Letter to the Editor
BY Barbara Bates
Dear Editor,
I do not consider myself one of the "high-minded" sort that frowns on any diminishment of the esteemed dead poets society. However, I believe all criticism should stick to the art itself and the truth revealed there. As D. H. Lawrence famously put it: "Never trust the artist. Trust the tale." This goes for poetry as well as prose. Thus, I take issue with J. D. McClatchy's high-handed put-down of Rainer Maria Rilke's personal, idiosyncratic life: "alternately depressed and exhilerated . . . in need of both attention and solitude . . . a snob who liked to walk barefoot. . . . He was even a vegetarian." God forbid! I know nothing of McClatchy's personal life, but his tone barely conceals the superb arrogance of a conservative New England academic.
Rilke lived in a time of overwhelming patriarchal control of European culture. The dying monarchical systems, a dying out that led to the catastrophe of the Great War, unpredictably turned his sensitivity in the direction of the eastern Sufi poets and away from human relationships. It was a time of violence and sacrifice fueled by the Christian idea of death and resurrection. He was conflicted in this gradual turning away from the "false silence formed by continual uproar . . . the gilded noise, the bursting memorial," but in the end he embraced the natural world over the human. Just as Vermeer in his time depicted the insulated peaceful life of women at home, while outside his country raged in continual armed conflict, so Rilke withdrew; his poetry is a protest.

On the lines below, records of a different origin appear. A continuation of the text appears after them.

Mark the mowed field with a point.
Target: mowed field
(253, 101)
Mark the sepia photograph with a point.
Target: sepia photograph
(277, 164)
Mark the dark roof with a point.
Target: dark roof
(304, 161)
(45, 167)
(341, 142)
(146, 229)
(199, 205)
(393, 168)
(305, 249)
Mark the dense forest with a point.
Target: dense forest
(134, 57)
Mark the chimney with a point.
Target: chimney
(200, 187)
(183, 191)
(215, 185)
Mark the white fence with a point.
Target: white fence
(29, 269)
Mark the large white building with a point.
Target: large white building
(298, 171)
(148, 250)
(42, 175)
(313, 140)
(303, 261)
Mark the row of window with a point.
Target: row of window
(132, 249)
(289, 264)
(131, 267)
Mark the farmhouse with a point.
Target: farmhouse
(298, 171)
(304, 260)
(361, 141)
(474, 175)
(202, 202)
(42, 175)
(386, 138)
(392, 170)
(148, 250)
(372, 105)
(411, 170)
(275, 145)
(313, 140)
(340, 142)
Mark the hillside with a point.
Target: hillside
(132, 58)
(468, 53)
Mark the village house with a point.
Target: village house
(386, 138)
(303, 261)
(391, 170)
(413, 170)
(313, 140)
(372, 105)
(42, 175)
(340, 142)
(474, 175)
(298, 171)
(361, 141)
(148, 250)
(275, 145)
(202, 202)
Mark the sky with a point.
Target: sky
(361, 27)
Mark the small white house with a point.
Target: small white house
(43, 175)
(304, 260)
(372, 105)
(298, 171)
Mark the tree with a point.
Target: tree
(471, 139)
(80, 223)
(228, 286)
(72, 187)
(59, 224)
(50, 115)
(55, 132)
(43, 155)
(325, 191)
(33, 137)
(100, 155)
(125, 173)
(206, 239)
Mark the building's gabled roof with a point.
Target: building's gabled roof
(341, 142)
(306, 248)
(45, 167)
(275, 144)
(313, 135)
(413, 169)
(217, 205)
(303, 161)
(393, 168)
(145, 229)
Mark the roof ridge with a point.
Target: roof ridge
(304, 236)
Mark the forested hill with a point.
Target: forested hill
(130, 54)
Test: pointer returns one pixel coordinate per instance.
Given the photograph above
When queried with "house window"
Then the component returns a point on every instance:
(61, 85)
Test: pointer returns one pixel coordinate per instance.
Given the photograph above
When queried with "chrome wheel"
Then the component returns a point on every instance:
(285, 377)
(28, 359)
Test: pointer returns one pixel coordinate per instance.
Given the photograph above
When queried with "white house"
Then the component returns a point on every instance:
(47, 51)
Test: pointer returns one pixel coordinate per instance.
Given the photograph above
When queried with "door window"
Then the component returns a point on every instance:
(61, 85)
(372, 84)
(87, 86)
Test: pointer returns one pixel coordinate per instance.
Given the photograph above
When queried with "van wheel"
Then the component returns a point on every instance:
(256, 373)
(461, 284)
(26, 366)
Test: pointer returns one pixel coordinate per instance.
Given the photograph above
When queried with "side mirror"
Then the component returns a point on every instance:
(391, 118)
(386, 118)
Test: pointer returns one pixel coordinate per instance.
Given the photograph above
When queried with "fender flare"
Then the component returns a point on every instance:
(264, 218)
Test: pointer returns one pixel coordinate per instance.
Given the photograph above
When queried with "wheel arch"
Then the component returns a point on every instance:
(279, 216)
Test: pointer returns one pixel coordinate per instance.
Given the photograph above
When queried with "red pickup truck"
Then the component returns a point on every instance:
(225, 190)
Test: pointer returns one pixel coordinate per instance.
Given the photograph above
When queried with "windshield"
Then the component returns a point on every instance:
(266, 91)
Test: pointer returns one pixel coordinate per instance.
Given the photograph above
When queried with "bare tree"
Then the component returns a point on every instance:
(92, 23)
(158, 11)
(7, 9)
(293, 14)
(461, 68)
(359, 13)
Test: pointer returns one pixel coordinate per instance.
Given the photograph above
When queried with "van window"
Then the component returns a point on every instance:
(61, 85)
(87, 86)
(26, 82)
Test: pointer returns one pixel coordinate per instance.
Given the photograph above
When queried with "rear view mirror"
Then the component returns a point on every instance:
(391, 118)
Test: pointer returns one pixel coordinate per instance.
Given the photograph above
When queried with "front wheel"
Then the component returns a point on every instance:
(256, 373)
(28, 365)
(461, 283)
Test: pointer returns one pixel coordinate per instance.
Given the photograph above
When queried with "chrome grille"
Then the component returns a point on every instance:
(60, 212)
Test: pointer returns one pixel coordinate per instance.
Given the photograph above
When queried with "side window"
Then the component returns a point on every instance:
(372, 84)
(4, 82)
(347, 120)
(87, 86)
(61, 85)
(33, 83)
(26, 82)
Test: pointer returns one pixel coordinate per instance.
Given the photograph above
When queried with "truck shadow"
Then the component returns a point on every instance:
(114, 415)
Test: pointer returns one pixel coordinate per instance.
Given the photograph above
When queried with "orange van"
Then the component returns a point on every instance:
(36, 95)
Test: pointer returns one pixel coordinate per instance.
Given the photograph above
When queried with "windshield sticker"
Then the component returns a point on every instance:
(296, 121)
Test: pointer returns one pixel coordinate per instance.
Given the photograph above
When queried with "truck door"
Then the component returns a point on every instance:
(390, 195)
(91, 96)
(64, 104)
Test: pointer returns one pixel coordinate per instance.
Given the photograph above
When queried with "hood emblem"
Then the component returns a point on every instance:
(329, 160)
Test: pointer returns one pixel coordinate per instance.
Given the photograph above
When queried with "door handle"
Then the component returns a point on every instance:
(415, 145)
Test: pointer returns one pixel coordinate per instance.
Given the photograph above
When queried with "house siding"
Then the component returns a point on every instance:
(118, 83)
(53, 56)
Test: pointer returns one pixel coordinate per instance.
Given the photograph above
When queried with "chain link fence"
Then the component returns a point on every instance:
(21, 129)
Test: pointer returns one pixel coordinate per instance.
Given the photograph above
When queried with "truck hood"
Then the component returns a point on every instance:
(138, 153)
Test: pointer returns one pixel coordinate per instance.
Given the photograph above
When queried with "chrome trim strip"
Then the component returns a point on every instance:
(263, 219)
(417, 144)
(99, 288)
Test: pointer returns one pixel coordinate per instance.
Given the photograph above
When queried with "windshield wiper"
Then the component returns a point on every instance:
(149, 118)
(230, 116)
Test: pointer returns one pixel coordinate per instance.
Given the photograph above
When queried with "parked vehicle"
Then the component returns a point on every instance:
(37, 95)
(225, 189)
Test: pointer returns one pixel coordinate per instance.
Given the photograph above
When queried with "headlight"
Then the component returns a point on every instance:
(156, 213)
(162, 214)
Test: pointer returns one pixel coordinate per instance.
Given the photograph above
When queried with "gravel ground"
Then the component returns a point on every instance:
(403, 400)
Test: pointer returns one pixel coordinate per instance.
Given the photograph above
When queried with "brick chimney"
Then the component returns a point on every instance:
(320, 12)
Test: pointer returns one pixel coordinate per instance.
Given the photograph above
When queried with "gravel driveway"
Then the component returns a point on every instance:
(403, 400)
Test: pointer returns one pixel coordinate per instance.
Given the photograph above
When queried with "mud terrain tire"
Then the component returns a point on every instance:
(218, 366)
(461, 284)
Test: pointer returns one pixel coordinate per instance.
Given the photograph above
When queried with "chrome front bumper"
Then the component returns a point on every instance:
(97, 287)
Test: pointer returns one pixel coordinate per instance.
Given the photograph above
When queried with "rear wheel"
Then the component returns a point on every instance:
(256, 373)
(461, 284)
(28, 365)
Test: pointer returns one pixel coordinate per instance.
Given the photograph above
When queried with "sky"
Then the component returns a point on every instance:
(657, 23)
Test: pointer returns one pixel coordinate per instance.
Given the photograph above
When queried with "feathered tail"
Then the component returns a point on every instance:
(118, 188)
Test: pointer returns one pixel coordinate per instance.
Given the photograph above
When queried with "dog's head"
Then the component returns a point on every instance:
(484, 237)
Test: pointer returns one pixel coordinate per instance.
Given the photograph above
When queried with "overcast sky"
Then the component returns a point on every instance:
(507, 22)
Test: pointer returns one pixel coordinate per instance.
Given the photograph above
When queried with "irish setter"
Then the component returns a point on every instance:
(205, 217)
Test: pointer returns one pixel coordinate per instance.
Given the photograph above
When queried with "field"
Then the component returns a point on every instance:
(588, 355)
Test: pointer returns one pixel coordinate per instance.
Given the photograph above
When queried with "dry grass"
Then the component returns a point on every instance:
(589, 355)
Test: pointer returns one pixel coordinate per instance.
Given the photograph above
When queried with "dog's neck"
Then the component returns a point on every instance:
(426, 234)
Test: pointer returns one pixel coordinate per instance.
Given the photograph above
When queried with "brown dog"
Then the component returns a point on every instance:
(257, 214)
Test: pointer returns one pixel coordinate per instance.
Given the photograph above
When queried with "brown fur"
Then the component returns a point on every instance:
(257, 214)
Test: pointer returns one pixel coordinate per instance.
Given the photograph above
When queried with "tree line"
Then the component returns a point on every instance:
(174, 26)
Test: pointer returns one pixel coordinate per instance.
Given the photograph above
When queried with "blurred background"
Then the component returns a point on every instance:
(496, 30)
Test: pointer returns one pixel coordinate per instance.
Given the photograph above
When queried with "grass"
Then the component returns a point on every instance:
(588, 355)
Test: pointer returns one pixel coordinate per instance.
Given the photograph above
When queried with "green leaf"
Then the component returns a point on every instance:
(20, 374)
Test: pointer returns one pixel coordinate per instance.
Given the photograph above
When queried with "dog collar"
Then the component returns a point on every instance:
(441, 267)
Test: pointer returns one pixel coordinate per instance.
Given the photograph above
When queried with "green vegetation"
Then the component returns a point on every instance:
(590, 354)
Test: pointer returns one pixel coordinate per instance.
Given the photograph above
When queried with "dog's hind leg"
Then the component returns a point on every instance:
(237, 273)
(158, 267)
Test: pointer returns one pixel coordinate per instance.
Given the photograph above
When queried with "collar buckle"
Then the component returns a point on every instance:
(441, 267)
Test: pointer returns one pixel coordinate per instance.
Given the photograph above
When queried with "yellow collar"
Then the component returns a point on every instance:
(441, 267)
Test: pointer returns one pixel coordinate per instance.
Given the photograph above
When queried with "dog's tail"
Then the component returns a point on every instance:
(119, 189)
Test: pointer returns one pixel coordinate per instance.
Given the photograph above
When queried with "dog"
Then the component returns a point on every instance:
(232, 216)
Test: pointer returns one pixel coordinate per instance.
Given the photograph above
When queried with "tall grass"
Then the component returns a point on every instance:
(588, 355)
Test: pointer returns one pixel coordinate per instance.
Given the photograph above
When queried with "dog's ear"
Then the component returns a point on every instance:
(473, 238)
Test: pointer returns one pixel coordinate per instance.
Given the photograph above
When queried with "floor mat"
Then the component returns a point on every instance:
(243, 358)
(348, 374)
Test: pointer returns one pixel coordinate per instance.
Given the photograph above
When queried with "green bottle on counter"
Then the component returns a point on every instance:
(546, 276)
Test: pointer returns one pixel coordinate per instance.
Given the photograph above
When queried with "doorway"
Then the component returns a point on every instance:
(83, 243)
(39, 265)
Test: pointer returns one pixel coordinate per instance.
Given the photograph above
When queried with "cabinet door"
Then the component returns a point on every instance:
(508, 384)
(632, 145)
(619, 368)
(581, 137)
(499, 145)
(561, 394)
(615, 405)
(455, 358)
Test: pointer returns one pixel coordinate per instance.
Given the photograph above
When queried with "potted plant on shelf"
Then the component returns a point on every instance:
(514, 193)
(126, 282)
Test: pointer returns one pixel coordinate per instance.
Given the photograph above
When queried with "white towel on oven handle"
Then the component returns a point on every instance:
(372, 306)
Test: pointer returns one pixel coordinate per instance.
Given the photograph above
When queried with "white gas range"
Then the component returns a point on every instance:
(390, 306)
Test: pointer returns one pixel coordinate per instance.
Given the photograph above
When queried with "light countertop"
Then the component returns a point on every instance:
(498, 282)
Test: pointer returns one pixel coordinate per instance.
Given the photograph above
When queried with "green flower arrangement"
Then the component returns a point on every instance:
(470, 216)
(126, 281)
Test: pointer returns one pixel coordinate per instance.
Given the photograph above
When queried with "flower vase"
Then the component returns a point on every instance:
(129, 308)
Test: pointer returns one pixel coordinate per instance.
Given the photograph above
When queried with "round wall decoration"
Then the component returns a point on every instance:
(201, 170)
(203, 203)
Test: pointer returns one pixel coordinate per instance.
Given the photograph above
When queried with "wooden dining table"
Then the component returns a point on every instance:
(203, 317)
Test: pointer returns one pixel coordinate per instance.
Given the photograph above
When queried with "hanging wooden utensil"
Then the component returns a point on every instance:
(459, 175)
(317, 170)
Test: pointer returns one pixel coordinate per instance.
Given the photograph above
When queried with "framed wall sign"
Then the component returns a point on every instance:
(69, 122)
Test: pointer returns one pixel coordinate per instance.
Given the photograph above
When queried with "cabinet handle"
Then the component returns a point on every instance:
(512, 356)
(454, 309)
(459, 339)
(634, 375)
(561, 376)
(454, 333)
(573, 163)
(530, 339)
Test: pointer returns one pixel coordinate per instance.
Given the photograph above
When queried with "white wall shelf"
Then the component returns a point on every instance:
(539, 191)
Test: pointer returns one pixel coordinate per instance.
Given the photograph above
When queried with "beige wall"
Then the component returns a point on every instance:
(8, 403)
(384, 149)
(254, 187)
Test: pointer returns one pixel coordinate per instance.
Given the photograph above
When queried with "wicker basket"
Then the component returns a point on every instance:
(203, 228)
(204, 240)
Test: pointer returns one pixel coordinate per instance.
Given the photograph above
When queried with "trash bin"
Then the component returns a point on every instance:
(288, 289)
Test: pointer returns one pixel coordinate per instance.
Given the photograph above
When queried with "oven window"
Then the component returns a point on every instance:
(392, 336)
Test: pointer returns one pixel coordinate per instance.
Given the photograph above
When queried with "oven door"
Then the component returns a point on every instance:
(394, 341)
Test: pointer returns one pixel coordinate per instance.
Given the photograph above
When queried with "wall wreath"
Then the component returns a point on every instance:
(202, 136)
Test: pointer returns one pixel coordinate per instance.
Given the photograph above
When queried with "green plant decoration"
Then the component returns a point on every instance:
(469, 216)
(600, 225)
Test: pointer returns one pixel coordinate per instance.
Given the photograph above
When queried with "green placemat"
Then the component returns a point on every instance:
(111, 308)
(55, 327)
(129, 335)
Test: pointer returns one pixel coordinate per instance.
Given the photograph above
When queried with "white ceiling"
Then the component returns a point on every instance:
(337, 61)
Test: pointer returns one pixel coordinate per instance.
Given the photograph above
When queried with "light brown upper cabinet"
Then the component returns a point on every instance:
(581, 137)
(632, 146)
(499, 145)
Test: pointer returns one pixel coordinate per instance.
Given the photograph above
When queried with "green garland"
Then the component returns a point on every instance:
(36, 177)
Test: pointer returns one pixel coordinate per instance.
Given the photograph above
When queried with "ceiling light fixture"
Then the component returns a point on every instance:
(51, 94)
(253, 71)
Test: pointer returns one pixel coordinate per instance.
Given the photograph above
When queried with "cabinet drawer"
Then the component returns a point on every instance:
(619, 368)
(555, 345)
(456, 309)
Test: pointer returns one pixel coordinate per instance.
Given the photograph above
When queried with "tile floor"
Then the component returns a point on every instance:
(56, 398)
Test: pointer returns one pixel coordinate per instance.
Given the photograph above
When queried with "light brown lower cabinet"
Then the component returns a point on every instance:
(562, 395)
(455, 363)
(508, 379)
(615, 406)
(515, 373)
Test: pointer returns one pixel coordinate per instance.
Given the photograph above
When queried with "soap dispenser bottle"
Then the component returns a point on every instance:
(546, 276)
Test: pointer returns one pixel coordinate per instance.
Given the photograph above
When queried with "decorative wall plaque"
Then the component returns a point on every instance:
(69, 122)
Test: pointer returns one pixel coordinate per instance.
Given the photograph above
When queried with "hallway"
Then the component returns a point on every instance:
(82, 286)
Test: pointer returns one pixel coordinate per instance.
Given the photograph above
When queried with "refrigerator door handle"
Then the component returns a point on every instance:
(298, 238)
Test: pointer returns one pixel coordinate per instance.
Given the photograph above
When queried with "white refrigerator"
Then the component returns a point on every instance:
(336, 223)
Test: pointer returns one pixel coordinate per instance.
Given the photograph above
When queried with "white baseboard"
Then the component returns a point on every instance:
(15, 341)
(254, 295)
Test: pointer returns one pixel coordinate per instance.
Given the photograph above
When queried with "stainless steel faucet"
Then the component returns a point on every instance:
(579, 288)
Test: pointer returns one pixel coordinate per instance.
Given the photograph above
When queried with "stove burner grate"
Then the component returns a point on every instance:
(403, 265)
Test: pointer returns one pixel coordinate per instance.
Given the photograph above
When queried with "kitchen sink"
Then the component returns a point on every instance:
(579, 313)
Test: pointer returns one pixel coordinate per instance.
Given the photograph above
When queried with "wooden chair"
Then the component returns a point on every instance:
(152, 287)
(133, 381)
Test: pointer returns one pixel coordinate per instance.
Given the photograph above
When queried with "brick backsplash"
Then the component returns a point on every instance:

To me Rilke's poetry is clear. One only needs to enter into his mind to know his oft-repeated metaphors. The "Nowhere, Without Not" is a meditative, wordless state. How does one describe this in words? "The World," for him, is the visible, tangible distractions, "curling with carnival." What makes his poetry timeless is that it applies equally to his time and to our computerized, cell-phone-crazed busyness that distracts us from thinking deeply today.